Schizofrenia jest pułapką dla umysłu.
Myśli dają się oplątać nierealnymi wizjami, zmysły poddają się oszukańczym
grom. Nic nie jest na swoim miejscu, a lęk, wstyd i bezsilność dominują jak
udzielni książęta wśród innych uczuć.
Nie jest łatwo być atakowanym przez
swoje urealnione lęki, zupełnie pozbawione skrupułów. Powoduje to wewnętrzne
rozbicie, utratę wiary w samego siebie, nieporadność w pokonywaniu agresorów.
Nie jest łatwo wyjść ze
schizofrenii. Ale… jest to możliwe. Całkowicie udaje się to zaledwie (czy aż)
jednej trzeciej pacjentów, jedna trzecia jest wyleczona częściowo (tzn.
funkcjonuje normalnie w społeczeństwie przy wspomaganiu farmakologicznym) i
tylko pozostała część przegrywa walkę.
Arnhild Lauveng wygrała. Wydostała
się ze „szponów” choroby, została psychologiem (co było jednym z jej
dziecięcych marzeń) i obecnie pomaga innym zmagać się z psychicznymi
problemami.
Zapewne to, że sama borykała się z
podobnymi trudnościami jak jej pacjenci, daje jej głębszy i bardziej empatyczny
wgląd w ich schorzenia. Co nie oznacza, że jest „wszystkowiedząca”. Jak sama
twierdzi, każdy z przypadków jest indywidualny i musi być rozpatrywany osobno,
pomimo pewnych podobieństw.
Lauveng doskonale pamięta swoje
zmagania z chorobą. Długoletni czas wycięty z jej życiorysu. Pełen luk w
pamięci (wywołanych środkami psychotropowymi), których nie będzie już nigdy w
stanie samodzielnie uzupełnić. Pamięta grozę jaką przejmowały ją wszechobecne
wilki i sadystyczny Kapitan. Ból ran, które sobie sama zadawała. Poniżenie "fundowane" przez innych. Ale pamięta także miłość otrzymywaną od swojej
matki i siostry. Kobiet, które nigdy nie zwątpiły w jej wyzdrowienie.
Znamienne dla ich relacji jest
zdarzenie opisane przez autorkę w książce. Wspomina ona o jednej ze swoich
rzadkich wizyt w domu, gdy przybyła tam tylko na kilka godzin, a jej pokój był wysprzątany,
wodne łóżko ciepłe, zaś na stole stał najpiękniejszy i najcenniejszy w domu
porcelanowy serwis z różyczkami.

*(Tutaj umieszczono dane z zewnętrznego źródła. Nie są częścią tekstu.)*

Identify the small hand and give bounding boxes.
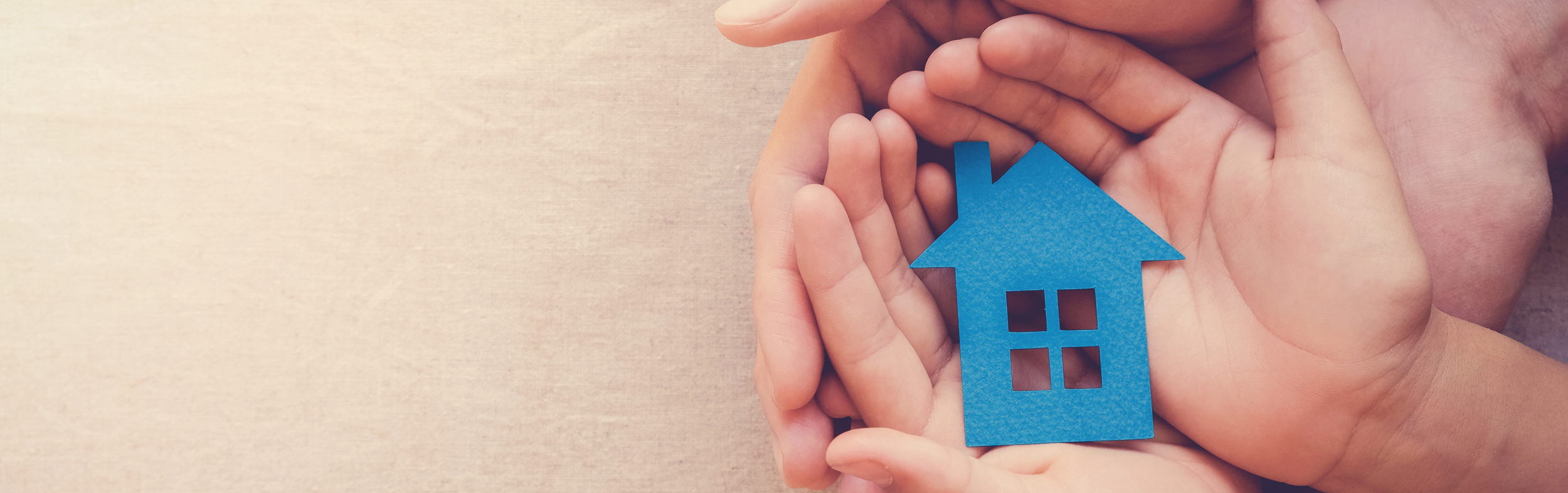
[715,0,1251,487]
[793,112,1256,491]
[891,0,1436,484]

To sprawiło, że poczuła się kochana i
oczekiwana. Dało jej siłę, by poskromić swoją chęć rozbijania wszelkiego
rodzaju kubków i talerzy, służących jej później do samookaleczania się. Bo
przecież jej mama wiedziała, co może zrobić z tym pięknym serwisem. Mimo to jej
zaufała. Jak zdrowej Arnhild, a nie pacjentce szpitala psychiatrycznego.
Lauveng wspomina także innych
ludzi: lekarzy, terapeutów, pielęgniarki, policjantów. Tych dobrych i tych,
którzy zupełnie minęli się z powołaniem, gdyż i takich nie brakowało.

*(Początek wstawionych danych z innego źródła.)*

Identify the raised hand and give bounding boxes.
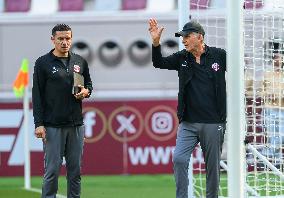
[148,18,164,46]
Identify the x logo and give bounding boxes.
[116,114,136,134]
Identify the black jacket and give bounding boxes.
[152,46,226,122]
[32,50,93,127]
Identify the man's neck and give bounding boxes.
[52,50,68,57]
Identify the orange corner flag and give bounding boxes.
[13,58,29,98]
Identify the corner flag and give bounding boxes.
[13,58,29,98]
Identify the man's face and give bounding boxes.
[51,31,72,55]
[182,32,202,52]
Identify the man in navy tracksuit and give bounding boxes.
[32,24,93,198]
[149,19,226,198]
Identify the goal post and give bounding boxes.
[227,0,245,198]
[179,0,284,198]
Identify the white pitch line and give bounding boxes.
[23,188,67,198]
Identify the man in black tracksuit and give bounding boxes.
[149,19,226,198]
[32,24,93,198]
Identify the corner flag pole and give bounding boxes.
[23,86,31,189]
[13,58,31,189]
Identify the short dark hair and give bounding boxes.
[51,23,72,36]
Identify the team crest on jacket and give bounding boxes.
[74,65,80,73]
[212,63,220,71]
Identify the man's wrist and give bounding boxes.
[152,42,160,47]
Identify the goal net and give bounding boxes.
[186,0,284,197]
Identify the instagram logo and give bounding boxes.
[151,112,173,134]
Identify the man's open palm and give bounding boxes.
[149,19,164,46]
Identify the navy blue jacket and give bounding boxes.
[32,50,93,127]
[152,46,226,122]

Opisała na przykład historię z
pielęgniarką. Pewnego dnia siedziały w sali głównej i rozmawiały o tym, czy
pomarańcza jest owocem cytrusowym, czy nie. Arnhild twierdziła, że tak,
pielęgniarka nie zgadzała się z nią. Dziewczyna podniosła się i podeszła do
półki ze słownikami, żeby sprawdzić kto ma rację. Pielęgniarka chyba nie
chciała być głupsza od „psycholki”, więc wezwała pomoc, która szybko zajęła się
„niebezpieczną” pacjentką. Czym bowiem były wówczas jej słowa, że chciała tylko
sprawdzić hasło w słowniku…
Jej słowo, słowo schizofrenika nic
nie znaczyło. Podobnie jak jej wyrażane wprost uczucia i potrzeby. Nikogo nie
obchodziło, gdy spokojnie informowała, że czuje się samotna, nieszczęśliwa czy
zmęczona. Reagowano dopiero na przekaz przerysowany, „okraszony” gwałtownym lub
niebezpiecznym zachowaniem, przywoływaniem „na pomoc” omamów (w jej przypadku
wilków). Niezwykle paraliżowało to wolną wolę pacjenta.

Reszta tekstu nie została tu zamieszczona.